In the news, it’s simplified. They say that restaurants don’t pay people enough and therefore they can’t find workers. While that might be true, my clients aren’t restaurants, and neither is BGBO Co. Yet somehow we’re all feeling what can only be described as a “shift.”
It’s also more complicated than classifying things as an issue with “working from home” vs “working from an office.”
We’re seeing teams that are having to be completely restructured because, in general, people aren’t wanting to spend forty hours of their life working every week.
But, is this “shift” a bad thing? It’s just my opinion, but I don’t think so.

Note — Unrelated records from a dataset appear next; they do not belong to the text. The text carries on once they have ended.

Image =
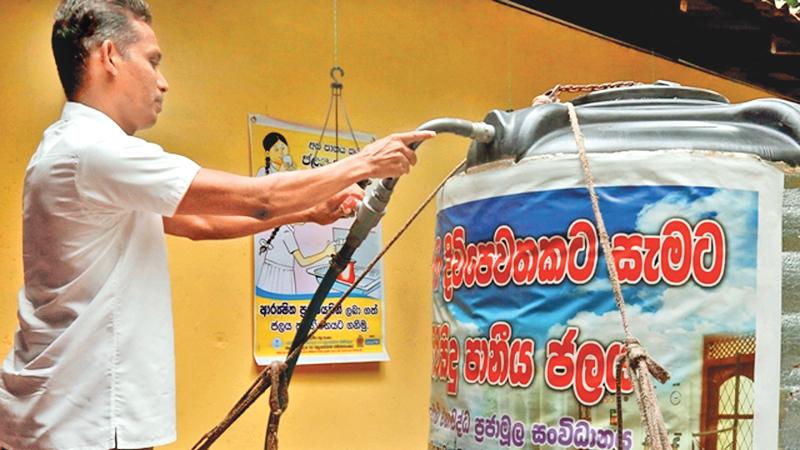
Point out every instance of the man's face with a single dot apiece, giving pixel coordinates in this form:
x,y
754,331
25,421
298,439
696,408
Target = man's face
x,y
141,84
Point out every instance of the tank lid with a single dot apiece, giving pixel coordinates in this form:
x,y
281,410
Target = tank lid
x,y
658,90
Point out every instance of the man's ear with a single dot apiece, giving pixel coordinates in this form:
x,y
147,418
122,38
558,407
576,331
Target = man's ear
x,y
109,57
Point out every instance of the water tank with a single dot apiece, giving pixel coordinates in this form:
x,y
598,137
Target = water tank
x,y
704,220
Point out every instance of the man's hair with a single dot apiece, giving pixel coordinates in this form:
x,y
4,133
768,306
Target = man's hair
x,y
82,25
271,139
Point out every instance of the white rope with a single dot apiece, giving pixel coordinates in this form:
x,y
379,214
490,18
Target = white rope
x,y
638,360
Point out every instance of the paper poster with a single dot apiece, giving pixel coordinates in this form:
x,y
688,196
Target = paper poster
x,y
289,265
526,333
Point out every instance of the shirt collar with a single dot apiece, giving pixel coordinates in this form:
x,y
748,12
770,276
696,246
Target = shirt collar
x,y
73,110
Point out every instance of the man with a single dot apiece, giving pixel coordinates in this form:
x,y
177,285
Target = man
x,y
92,365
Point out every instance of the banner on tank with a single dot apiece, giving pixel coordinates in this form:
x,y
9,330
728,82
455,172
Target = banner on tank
x,y
525,329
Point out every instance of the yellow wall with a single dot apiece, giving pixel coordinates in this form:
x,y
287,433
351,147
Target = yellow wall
x,y
406,62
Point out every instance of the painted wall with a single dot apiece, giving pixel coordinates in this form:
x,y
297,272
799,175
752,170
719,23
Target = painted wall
x,y
405,62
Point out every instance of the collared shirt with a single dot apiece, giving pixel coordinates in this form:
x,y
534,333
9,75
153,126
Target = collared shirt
x,y
92,365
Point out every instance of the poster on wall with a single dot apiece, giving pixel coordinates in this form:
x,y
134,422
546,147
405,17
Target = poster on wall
x,y
526,333
289,262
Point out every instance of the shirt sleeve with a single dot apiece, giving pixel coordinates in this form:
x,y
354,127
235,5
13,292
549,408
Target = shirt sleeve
x,y
134,175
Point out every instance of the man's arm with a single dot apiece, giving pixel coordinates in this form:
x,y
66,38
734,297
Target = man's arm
x,y
282,194
199,227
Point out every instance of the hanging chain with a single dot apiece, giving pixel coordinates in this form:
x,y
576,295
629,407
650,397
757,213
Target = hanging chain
x,y
336,96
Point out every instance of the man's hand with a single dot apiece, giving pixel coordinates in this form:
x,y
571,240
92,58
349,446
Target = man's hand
x,y
340,205
390,157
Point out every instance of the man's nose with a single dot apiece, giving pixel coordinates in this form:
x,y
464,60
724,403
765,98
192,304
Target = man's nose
x,y
163,85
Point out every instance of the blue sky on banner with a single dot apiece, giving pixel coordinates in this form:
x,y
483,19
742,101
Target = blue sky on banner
x,y
544,311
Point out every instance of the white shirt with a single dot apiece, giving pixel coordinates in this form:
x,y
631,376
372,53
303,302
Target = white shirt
x,y
93,360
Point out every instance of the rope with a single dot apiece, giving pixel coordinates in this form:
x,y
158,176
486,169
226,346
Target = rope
x,y
268,376
551,96
637,358
278,402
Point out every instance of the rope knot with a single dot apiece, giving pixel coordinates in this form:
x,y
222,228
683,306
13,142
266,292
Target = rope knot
x,y
543,99
279,393
636,354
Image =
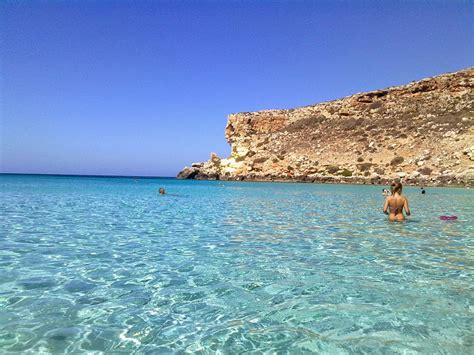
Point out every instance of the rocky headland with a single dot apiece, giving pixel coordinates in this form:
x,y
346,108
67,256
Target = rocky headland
x,y
421,133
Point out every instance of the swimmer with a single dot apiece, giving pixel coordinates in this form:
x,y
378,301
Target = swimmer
x,y
395,204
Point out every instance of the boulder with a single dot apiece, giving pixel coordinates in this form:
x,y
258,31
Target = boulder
x,y
188,173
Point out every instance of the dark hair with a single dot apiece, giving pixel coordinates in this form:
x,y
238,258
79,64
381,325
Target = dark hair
x,y
396,187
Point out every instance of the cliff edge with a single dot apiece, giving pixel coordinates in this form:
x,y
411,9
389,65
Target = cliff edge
x,y
421,133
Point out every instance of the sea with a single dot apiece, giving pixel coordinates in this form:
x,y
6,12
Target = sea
x,y
102,264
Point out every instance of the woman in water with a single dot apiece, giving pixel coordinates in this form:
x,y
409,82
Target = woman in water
x,y
395,204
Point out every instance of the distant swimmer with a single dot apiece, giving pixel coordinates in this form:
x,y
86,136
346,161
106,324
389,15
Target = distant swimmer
x,y
396,203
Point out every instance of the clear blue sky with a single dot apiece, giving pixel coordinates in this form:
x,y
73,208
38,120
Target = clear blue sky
x,y
144,87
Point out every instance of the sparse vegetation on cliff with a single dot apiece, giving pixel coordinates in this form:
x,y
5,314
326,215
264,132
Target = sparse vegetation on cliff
x,y
421,133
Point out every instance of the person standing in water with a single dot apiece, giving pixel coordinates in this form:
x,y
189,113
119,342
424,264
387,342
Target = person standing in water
x,y
395,204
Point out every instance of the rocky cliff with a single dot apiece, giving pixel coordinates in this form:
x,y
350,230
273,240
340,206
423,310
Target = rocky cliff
x,y
421,133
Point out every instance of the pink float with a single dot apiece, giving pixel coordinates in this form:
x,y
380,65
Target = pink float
x,y
448,218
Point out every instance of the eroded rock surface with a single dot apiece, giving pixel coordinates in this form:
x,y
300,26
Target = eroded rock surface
x,y
421,133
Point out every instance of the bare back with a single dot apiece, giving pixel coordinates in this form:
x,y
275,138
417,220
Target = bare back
x,y
394,206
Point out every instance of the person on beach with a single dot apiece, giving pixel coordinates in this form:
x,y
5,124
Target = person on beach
x,y
395,204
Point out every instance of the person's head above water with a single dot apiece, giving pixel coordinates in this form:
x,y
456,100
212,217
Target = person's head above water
x,y
396,188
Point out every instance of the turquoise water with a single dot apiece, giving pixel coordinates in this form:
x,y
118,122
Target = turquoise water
x,y
106,264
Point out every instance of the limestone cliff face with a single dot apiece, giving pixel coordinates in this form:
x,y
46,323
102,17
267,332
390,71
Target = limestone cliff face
x,y
422,132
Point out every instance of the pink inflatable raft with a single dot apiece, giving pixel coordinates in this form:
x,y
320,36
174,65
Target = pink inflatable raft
x,y
448,218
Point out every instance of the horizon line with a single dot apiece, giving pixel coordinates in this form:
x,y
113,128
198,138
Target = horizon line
x,y
94,175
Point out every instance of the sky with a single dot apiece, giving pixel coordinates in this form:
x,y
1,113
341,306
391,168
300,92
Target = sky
x,y
143,88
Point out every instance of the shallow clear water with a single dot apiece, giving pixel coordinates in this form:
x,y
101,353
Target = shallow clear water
x,y
107,264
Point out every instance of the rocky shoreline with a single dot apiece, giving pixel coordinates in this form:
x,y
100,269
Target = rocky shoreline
x,y
421,134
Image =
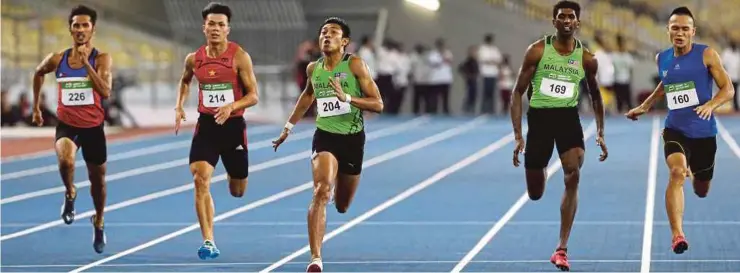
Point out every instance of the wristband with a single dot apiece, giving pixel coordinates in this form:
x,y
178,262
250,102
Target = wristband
x,y
289,126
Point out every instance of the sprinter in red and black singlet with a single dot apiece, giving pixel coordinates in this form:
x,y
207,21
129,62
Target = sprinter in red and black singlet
x,y
226,87
83,80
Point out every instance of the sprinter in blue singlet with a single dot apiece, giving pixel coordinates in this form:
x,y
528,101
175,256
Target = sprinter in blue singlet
x,y
687,71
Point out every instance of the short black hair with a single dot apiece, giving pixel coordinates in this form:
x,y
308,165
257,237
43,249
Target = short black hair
x,y
83,10
683,10
216,8
346,33
565,4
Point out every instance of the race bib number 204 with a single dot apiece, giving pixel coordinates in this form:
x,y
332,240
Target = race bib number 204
x,y
331,106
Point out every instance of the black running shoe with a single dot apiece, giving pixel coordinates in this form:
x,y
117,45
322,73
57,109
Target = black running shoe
x,y
68,209
99,239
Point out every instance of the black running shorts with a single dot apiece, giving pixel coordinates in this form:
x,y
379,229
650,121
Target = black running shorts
x,y
91,140
549,128
699,152
349,150
228,141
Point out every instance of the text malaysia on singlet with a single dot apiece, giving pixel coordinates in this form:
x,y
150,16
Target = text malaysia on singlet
x,y
77,92
217,94
681,95
327,103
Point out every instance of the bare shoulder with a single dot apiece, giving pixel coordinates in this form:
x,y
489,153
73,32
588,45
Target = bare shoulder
x,y
537,48
534,52
310,67
356,62
590,63
710,56
242,53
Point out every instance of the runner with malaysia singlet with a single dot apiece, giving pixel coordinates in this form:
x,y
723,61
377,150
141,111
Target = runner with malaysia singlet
x,y
343,89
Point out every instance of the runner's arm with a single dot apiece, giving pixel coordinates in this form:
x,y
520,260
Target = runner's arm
x,y
531,58
100,75
185,80
46,66
304,100
657,94
246,75
371,100
726,90
591,66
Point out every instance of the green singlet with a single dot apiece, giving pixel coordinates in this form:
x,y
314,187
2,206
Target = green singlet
x,y
556,82
333,115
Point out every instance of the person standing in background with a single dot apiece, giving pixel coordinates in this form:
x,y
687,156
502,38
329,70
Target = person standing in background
x,y
366,51
470,71
440,78
731,61
400,78
386,67
623,65
489,57
605,74
506,82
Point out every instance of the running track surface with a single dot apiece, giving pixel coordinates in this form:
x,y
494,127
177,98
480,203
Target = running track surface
x,y
437,194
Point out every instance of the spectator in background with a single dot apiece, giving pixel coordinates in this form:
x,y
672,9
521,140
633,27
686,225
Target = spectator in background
x,y
440,76
401,76
470,71
623,66
489,57
366,51
49,117
22,110
731,61
8,118
605,74
419,78
386,67
506,82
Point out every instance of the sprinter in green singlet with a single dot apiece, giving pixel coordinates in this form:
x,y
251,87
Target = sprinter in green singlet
x,y
343,88
553,68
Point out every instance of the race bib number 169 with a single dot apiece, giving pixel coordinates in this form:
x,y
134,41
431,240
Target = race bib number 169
x,y
557,88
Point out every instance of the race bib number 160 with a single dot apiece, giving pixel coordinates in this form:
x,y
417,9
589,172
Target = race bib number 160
x,y
681,95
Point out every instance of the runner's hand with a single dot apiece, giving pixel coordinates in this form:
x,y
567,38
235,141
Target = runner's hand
x,y
283,136
519,149
84,53
37,118
338,89
704,111
602,144
635,112
224,112
179,116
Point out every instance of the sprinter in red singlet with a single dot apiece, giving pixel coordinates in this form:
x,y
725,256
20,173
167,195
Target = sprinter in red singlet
x,y
84,79
226,87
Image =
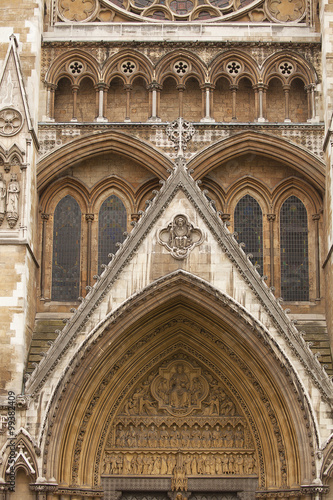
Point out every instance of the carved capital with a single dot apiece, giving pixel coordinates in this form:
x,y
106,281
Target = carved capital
x,y
90,217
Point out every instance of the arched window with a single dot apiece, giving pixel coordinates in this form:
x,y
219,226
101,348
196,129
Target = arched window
x,y
248,225
294,250
112,222
66,250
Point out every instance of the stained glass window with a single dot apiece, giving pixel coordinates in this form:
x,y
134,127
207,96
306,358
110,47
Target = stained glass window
x,y
112,222
66,250
294,250
248,225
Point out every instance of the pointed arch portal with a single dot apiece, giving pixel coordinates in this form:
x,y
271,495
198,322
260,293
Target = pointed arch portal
x,y
182,384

Halfway through this year, I made a conscious decision to structure BGBO Co and account for what was changing. I wanted to look at how we could leverage this to make us stronger, rather than find creative ways to fight it. And it seems to be working.
Here are some examples:
- More PT instead of FT team members means more diverse backgrounds and perspectives. This means we’re better at solving problems for our clients and ourselves.
- More flexibility means that people are more productive because they’re able to take a break when they need to (or go to the doctors, or hell, go grocery shopping when it’s not busy).
- To support the flexibility, we operate using objectives with due dates, which means that our team is more empowered to make decisions and come up with creative solutions, rather than be told what to do.
- Outside of strategic meetings, we only have one 30-min meeting a day to sync up on our projects. Everything else is asynchronous through ClickUp with heavy use of video to communicate (doesn’t everything sound better at 2x playback speed?).
- We’re constantly improving our own processes, but by having them defined and documented, we’re able to spend our days moving forward and getting stuff done, not having to answer questions all day long.
- We’re able to attract talent that is looking for a more “modern” style of working. It’s easy to compete with companies that have a top-down management style and don’t want to (or can’t) change with the times.
Does this mean we are paying higher wages for fewer hours worked? It sure does! But, that’s the wrong metric to worry about.